Un auteur : Nan Goldin (1953)
Née à Washington en 1953, Nan Goldin n'a que dix ans lorsque sa sœur aînée se suicide. Un drame familial qui la marquera profondément, jusqu'à orienter sa carrière à venir :
J’ai commencé à prendre des photos à cause du
suicide de ma soeur. Je l’ai perdue et je suis devenue obsédée par l’idée de ne
plus jamais perdre le souvenir de personne.
A quinze ans, elle quitte le domicile familial, s'initie à la photographie, puis intègre la School of the Museum of Fine Arts de Boston où elle rencontre David Armstrong, peintre, photographe, drag queen, qui l'introduit dans les milieux marginaux de la contre-culture queer. Avec Mark Morrisroe, Jack Pierson et Phillip-Lorca diCorcia, ils forment un petit groupe de photographes étroitement liés, les Cinq de Boston.
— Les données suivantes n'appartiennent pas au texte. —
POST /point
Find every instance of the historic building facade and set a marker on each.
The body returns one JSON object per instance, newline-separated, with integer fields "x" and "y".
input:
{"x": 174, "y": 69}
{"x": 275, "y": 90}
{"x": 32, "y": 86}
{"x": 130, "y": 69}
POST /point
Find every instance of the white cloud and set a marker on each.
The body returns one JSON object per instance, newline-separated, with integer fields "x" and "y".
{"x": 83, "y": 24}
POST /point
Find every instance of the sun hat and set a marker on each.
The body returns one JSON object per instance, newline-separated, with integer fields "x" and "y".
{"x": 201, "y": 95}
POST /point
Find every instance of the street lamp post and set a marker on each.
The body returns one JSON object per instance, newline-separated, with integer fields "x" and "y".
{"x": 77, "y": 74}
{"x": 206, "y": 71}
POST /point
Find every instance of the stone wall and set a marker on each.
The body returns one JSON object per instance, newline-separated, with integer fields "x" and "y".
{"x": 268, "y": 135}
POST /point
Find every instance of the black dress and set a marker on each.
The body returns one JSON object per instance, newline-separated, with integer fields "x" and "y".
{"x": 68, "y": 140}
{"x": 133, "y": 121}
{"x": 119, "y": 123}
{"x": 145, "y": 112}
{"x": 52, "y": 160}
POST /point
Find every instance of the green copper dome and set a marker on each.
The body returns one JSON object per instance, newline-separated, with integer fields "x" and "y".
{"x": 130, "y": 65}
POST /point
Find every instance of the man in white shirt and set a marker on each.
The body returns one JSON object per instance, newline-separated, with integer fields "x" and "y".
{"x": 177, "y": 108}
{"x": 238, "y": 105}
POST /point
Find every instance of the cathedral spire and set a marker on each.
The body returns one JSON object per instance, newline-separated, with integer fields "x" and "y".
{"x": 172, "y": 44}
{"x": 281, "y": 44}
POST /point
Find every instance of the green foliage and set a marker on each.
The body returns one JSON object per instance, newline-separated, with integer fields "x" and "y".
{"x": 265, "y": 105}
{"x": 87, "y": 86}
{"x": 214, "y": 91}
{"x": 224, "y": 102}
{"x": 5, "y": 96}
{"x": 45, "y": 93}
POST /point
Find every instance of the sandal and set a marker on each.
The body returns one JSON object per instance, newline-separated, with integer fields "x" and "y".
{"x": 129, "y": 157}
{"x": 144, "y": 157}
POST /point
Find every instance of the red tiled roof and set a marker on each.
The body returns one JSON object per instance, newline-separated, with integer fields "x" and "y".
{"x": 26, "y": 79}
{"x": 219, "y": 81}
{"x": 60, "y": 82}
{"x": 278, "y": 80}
Cet univers à part, elle n'aura de cesse de le photographier, même après son installation à New York en 1978, élaborant peu à peu l'œuvre maîtresse qui la fera connaître : The Ballad of Sexual Dependency.
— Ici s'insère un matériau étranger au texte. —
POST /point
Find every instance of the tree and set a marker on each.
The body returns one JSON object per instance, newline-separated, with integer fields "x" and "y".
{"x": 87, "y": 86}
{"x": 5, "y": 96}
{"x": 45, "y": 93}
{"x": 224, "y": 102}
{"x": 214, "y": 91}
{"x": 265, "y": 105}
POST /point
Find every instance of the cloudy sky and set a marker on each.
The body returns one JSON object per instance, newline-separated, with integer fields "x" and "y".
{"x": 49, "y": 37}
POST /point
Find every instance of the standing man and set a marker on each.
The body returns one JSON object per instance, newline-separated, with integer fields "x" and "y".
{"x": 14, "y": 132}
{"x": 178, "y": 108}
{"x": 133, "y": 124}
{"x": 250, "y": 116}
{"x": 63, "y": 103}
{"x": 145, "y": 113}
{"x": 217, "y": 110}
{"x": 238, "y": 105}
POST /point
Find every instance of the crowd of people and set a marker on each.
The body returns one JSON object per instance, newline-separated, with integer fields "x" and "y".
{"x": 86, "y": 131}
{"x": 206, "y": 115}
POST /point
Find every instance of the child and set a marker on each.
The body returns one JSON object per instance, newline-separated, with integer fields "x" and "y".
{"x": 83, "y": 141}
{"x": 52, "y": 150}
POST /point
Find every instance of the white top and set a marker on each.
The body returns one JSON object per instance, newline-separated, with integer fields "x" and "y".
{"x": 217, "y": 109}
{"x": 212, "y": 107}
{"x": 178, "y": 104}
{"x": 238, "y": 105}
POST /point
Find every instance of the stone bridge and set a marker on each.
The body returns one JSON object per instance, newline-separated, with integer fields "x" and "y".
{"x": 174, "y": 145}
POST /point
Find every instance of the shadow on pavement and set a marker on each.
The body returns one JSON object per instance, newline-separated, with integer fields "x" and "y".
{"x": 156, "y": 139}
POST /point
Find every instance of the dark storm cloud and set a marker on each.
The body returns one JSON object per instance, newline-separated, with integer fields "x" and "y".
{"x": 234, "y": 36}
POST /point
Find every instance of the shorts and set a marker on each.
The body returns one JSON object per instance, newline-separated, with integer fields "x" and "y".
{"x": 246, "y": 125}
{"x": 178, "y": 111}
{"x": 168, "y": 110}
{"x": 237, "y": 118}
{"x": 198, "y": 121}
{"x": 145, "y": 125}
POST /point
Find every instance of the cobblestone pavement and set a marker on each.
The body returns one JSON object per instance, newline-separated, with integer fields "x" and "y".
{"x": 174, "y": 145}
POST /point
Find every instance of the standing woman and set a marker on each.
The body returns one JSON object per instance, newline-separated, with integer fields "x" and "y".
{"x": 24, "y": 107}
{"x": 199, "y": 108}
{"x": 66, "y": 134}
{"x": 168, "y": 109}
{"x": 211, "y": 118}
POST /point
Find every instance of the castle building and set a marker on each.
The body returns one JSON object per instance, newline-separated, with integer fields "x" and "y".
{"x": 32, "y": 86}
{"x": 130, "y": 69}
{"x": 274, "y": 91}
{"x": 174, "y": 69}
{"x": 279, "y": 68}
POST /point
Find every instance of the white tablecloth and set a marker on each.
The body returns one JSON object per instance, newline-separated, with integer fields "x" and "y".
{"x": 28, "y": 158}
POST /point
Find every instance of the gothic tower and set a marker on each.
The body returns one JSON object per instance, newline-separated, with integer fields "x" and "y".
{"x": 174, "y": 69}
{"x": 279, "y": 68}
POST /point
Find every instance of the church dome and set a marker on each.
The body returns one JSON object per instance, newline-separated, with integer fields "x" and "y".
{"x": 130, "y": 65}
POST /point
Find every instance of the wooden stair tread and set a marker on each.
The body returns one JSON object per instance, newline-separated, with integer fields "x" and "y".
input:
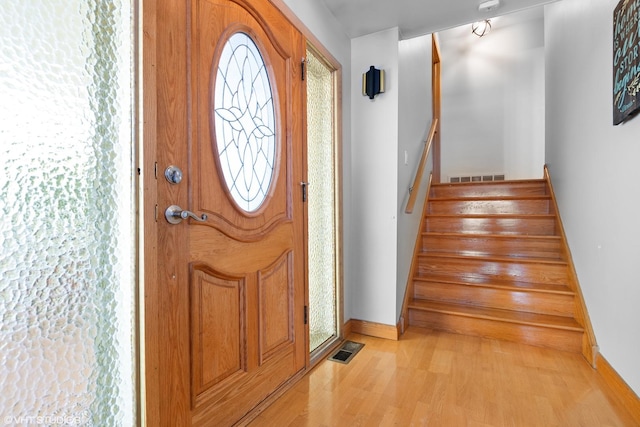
{"x": 508, "y": 316}
{"x": 492, "y": 236}
{"x": 499, "y": 284}
{"x": 489, "y": 198}
{"x": 491, "y": 215}
{"x": 505, "y": 182}
{"x": 482, "y": 257}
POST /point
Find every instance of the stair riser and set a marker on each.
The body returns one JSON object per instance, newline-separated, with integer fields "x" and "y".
{"x": 459, "y": 269}
{"x": 533, "y": 335}
{"x": 506, "y": 299}
{"x": 489, "y": 190}
{"x": 533, "y": 226}
{"x": 487, "y": 246}
{"x": 493, "y": 207}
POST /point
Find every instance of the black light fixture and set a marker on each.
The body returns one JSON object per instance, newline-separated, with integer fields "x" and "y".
{"x": 481, "y": 28}
{"x": 372, "y": 82}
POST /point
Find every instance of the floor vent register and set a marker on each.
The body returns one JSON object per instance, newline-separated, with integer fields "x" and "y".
{"x": 346, "y": 352}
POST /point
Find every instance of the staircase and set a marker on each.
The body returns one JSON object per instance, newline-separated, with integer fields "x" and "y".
{"x": 491, "y": 262}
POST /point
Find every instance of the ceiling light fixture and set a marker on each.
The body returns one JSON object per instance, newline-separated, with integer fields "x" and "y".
{"x": 481, "y": 28}
{"x": 489, "y": 5}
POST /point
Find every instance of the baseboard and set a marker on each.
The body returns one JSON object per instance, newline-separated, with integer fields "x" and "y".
{"x": 623, "y": 392}
{"x": 379, "y": 330}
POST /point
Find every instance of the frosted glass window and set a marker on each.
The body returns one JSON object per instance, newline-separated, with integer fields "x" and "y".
{"x": 67, "y": 262}
{"x": 321, "y": 161}
{"x": 244, "y": 122}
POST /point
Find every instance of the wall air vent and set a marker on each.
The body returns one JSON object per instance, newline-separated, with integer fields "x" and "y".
{"x": 476, "y": 178}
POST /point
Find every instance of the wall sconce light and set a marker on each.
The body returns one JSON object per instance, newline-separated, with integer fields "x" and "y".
{"x": 481, "y": 28}
{"x": 372, "y": 82}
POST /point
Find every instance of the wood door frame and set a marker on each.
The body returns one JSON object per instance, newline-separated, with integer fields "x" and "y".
{"x": 154, "y": 33}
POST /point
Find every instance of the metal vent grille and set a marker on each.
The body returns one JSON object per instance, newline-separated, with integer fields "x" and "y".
{"x": 476, "y": 178}
{"x": 346, "y": 352}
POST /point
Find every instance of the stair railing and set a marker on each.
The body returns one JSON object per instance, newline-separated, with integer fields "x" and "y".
{"x": 413, "y": 190}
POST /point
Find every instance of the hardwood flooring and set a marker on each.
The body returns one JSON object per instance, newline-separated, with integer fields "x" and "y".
{"x": 431, "y": 378}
Il y est question de sexe, de drogue, de fêtes, mais aussi et surtout de la condition humaine, la douleur et la difficulté de survivre, selon ses propres termes. Avec des figures récurrentes, comme Cookie Mueller, diva underground aux multiples facettes qui inspirera Madonna à ses débuts, des thèmes obsessionnels, comme la relation toxique et violente qui la lie à son compagnon de l'époque, Brian.
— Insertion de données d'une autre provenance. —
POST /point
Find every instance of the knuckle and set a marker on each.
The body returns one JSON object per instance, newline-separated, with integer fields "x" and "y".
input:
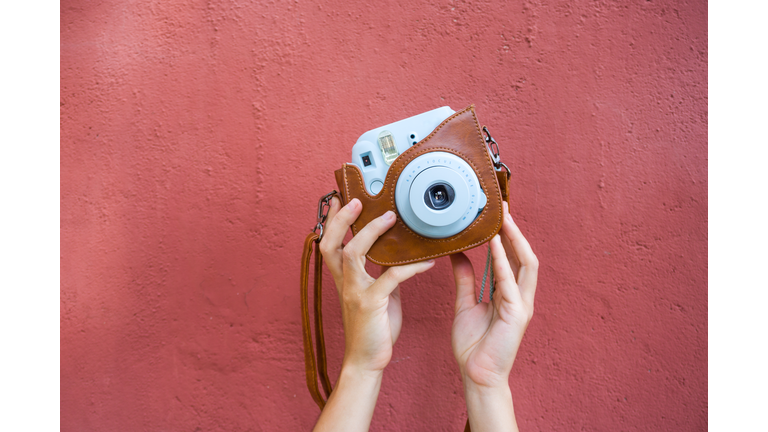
{"x": 349, "y": 253}
{"x": 324, "y": 248}
{"x": 395, "y": 273}
{"x": 534, "y": 262}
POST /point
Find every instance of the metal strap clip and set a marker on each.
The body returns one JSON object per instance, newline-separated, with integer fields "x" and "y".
{"x": 323, "y": 206}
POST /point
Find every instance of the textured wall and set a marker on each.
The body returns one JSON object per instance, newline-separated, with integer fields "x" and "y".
{"x": 196, "y": 138}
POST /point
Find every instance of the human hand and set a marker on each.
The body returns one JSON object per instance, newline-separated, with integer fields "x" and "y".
{"x": 486, "y": 336}
{"x": 370, "y": 308}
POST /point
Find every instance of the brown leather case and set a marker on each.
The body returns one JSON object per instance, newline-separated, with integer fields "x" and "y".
{"x": 461, "y": 135}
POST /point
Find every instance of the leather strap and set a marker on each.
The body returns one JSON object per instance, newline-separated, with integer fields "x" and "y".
{"x": 309, "y": 355}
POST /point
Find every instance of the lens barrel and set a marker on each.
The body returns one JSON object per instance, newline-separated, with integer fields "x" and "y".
{"x": 439, "y": 196}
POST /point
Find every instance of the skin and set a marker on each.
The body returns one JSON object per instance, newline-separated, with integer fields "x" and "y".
{"x": 485, "y": 336}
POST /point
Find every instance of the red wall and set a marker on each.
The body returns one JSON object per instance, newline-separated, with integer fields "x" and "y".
{"x": 196, "y": 138}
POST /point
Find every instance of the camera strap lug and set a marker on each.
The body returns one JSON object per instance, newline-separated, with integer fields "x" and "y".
{"x": 494, "y": 150}
{"x": 323, "y": 206}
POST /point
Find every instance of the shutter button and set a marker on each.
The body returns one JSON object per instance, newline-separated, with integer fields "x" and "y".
{"x": 376, "y": 186}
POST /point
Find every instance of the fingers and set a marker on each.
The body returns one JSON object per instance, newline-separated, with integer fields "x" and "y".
{"x": 464, "y": 277}
{"x": 336, "y": 226}
{"x": 394, "y": 276}
{"x": 529, "y": 265}
{"x": 505, "y": 279}
{"x": 355, "y": 250}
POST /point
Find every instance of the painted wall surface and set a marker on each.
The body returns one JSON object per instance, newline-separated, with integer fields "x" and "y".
{"x": 196, "y": 138}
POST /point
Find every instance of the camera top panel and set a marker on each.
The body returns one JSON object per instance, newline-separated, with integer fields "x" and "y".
{"x": 376, "y": 149}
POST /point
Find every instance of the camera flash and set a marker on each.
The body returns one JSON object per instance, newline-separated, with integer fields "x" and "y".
{"x": 388, "y": 147}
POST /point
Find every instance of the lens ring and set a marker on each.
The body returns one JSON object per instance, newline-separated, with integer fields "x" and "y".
{"x": 439, "y": 196}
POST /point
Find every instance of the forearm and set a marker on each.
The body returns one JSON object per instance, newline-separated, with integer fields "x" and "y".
{"x": 489, "y": 408}
{"x": 350, "y": 406}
The Ballad of Sexual Dependency - Cookie, Tin Pan Alley, 1983.
Cookie and Vittorio's Wedding, 1986
Nan and Brian in bed, 1983
Nan, one month after being battered, 1984.
Jimmy Paulette & Misty in the taxi, 1991
Il y est question, aussi, de la maladie et de la mort, particulièrement dans les débuts de l'épidémie de Sida qui décime ses amis, Cookie en tête.
Cookie in her casket, 1989
Série Gilles and Gotscho - Gille's arm, Paris, 1993
Par la suite, son œuvre évolue vers des thématiques moins sombres, plus apaisées, quoique toujours empreintes d'une belle poésie de l'étrange.
Ironie du sort : après avoir tant côtoyé la drogue dans sa jeunesse, c'est une bête opération du poignet qui la fait plonger dans l'addiction lorsqu'un médecin berlinois lui prescrit de l'OxyContin pour calmer ses douleurs. Il lui faudra deux cures de désintoxication pour s'en tirer, en 2017, après quoi elle s'engage dans une lutte active contre la famille Sackler, propriétaire de l'entreprise pharmaceutique la plus impliquée dans la crise des opioïdes qui fait tant de ravages aux Etats-Unis.
Son influence sur la scène artistique est assez forte pour que peu à peu, les grands musées internationaux retirent de leurs salles le nom de Sackler, également grand mécènes.
En 2022, un très beau film de Laura Poitras, Toute la beauté et le sang versé, documente sa carrière et ses engagements.